Balluch bei einer Protestaktion

profil: Sie entstammen einer bürgerlichen Familie, Ihr Vater ist beim CV. Sind Sie bei Familientreffen auch so streitbar? Balluch: Er war beim CV tief integriert und hat vieles von dem, was ich gemacht habe, nicht goutiert. Aber dann kam der Tierschutzprozess. Mein Vater hatte stark das Gefühl, dass der CV hinter den Ermittlungen steckt und hat später auch mit dieser Organisation gebrochen. Bei unseren Familientreffen geht es eigentlich sehr harmonisch zu. Es sind inzwischen viele, außer meinem Vater und seiner Frau, zum Vegetarismus oder sogar Veganismus konvertiert. profil: Würden Sie anderen gerne das Fleischessen verbieten? Balluch: Nein. Wenn junge Menschen vegan werden, haben sie das Gefühl, etwas erkannt zu haben, das andere auch erkennen müssen und machen ihnen scharfe Vorwürfe. Ich lebe inzwischen 35 Jahre vegetarisch und 30 Jahre vegan und habe nicht die Angewohnheit, andere bei Tisch anzupöbeln. Auch das Parlament ist kein Ort, um zu moralisieren, sondern um Weichen zu stellen, sei es durch Förderungen, Auflagen, Gesetze oder auch Steuern, etwa auf Fleisch oder auf Kerosin. profil: Peter Pilz zeigt in Integrationsfragen gerne populistisch Flagge. Wie stehen Sie zu einem Kopftuchverbot in Schulen? Balluch: Ich bin für eine echte Trennung von Staat und Kirche. Das funktioniert mit dem Christentum nicht so gut. Es gibt etwa in meiner Gemeinde in der Steiermark für meine Tochter keinen Kindergarten, wo nicht in der Früh gebetet wird. Ich finde es ungut, wenn man so früh mit Religion konfrontiert wird. Beim Kopftuchverbot aber irritiert mich, dass es wieder gegen eine Minderheit geht, die ohnedies mit Ressentiments zu kämpfen hat.

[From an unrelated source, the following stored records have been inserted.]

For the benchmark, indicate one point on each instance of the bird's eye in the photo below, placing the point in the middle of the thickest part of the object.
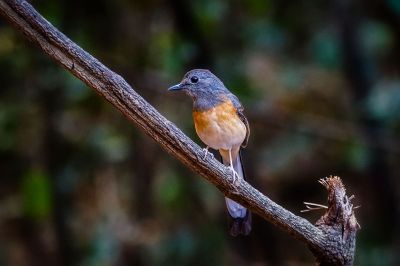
(194, 79)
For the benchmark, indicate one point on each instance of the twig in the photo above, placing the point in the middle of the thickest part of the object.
(330, 246)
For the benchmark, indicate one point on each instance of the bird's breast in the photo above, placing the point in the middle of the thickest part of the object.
(220, 126)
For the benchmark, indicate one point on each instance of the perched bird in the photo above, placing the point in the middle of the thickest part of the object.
(220, 123)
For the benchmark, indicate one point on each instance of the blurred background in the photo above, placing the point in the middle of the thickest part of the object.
(80, 185)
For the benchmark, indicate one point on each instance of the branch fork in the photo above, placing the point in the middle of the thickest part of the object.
(332, 239)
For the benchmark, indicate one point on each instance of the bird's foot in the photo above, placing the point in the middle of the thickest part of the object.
(236, 177)
(206, 152)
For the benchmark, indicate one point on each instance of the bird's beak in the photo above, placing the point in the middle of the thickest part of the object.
(175, 87)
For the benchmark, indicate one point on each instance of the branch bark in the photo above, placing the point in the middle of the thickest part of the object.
(332, 240)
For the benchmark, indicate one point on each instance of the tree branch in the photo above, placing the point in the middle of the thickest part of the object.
(327, 240)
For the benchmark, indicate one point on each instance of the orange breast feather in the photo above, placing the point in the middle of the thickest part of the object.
(220, 127)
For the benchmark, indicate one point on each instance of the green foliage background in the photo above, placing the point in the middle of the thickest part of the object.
(80, 185)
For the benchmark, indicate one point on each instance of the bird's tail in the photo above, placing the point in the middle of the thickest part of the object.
(240, 217)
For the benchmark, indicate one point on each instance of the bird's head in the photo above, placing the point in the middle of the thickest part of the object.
(198, 83)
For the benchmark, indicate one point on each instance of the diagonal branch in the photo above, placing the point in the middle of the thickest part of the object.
(111, 86)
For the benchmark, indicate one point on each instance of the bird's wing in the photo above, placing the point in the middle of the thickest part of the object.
(240, 112)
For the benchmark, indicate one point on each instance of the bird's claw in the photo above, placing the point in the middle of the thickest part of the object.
(236, 177)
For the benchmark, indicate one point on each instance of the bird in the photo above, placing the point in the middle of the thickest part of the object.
(220, 123)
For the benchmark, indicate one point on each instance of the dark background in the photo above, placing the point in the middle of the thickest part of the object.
(80, 185)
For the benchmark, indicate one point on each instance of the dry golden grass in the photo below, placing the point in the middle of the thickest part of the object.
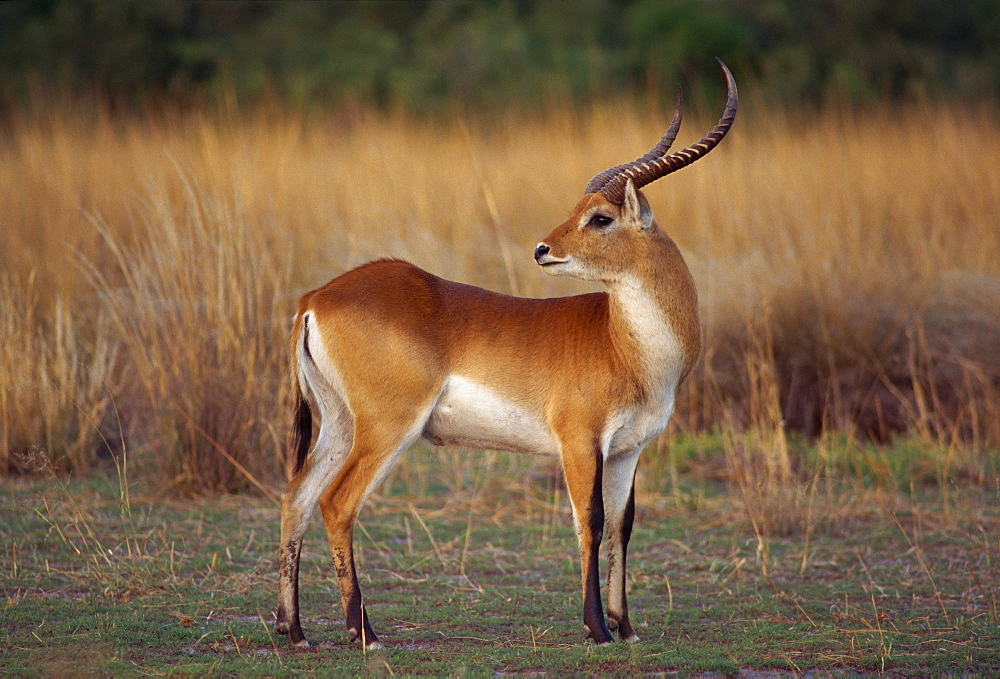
(848, 266)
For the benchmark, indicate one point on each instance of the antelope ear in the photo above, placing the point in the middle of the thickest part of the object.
(635, 208)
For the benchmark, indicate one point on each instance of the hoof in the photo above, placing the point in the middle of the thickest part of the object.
(604, 639)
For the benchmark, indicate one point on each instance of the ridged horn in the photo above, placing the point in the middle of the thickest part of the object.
(598, 181)
(642, 171)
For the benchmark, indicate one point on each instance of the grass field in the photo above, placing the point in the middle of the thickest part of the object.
(470, 568)
(826, 497)
(848, 265)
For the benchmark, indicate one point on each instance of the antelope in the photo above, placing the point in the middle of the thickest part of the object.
(387, 354)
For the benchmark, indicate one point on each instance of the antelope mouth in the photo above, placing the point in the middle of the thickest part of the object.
(549, 260)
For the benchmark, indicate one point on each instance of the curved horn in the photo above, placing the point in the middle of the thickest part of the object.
(642, 173)
(598, 181)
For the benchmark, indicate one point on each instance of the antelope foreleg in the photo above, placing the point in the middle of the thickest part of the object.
(584, 480)
(619, 504)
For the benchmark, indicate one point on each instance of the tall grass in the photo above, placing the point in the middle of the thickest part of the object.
(848, 266)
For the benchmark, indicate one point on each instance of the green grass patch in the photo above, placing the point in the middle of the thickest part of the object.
(479, 574)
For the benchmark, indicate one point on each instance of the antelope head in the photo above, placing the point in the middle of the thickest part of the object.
(613, 221)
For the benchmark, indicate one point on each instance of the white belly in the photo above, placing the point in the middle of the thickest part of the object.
(469, 414)
(635, 428)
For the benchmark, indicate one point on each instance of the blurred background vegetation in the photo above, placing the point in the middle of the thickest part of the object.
(172, 167)
(425, 56)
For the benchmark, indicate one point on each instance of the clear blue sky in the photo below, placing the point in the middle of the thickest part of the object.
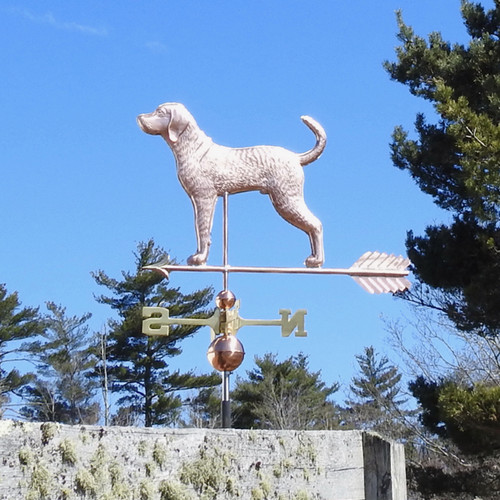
(82, 185)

Das Wichtigste ist, dass man als junger Mensch lernt, sich durch Protest zu artikulieren.

profil: Sie haben Mathematik, Physik, Astronomie und Philosophie studiert. Sie hätten auch an der Uni Karriere machen. Warum wurde es der Tierschutz? Balluch: Es war keine durchdachte Entscheidung. Heute noch wache ich manchmal auf und denke: Warum habe ich das gemacht? Ich hatte sogar das Angebot einer Professur in Jena. Die Stadt war damals ziemlich heruntergekommen. Die Plattenbauten aus den 1950er Jahren weckten nicht gerade die Lebensfreude. Zum anderen hatte ich damals bereits hinter den Vorhang geschaut und wusste, wie es in den Tierfabriken zugeht. Danach konnte ich mich nicht einfach weiter über schwarze Löcher unterhalten. Ich musste immer lauter und lauter werden. Dadurch hatte ich mehr Konflikte, auch mit der Universität. Ich bekam ein Disziplinarverfahren. In England wollten sie mich sogar deportieren. Stephen Hawkins hat 1995 einen Brief geschrieben, damit ich bleiben darf. profil: Der Physiker soll Sie an der Universität Cambridge als Kollege geschätzt haben, vom Tierschützer soll er nicht viel gehalten haben. Wie war es umgekehrt? Balluch: Mich irritierte seine positivistische Einstellung, aber er war ein genialer Wissenschafter. Hawkins war es ein Anliegen zu beweisen, dass alles im Universum berechenbar ist. Letztlich habe ich von ihm gelernt, dass es im Universum definitiv Nicht-Berechenbares gibt. Er hat irgendwann auch zugegeben, dass es anders ist, als er dachte, so wie er in den Jahren vor seinem Tod auch anfing, umweltfreundlicher zu denken und vor der Klimakrise warnte.

profil: Was hat Sie politisiert? Balluch: Das war die Anti-Atomkraftbewegung, wo ich als Mitläufer dabei war. Bei der Demonstration für die Rasenfreiheit im Burggarten war ich dann schon mittendrin und wurde – gemeinsam mit der deutschen Rocksängerin Nina Hagen – zum ersten Mal festgenommen. profil: Verglichen damit wirken die aktuellen Klimademos eher gesittet. Sehen Sie Parallelen zu früheren Bewegungen? Balluch: Das Wichtigste ist, dass man als junger Mensch lernt, sich durch Protest zu artikulieren. Eine Demokratie braucht Menschen, die keine Hemmungen haben, bei Kundgebungen oder einem Sitzstreik mitzumachen. Dieses Recht wird zunehmend eingeschränkt. Das Verhüllungsverbot etwa ist so formuliert, dass wir bei Demos keine Tiermaske mehr aufsetzen können. Wir haben Untersagungen, Festnahmen und Prozesse, wenn wir es trotzdem machen, um zu zeigen, wie es dem Tier geht. Hier gehört das Gesetz geändert.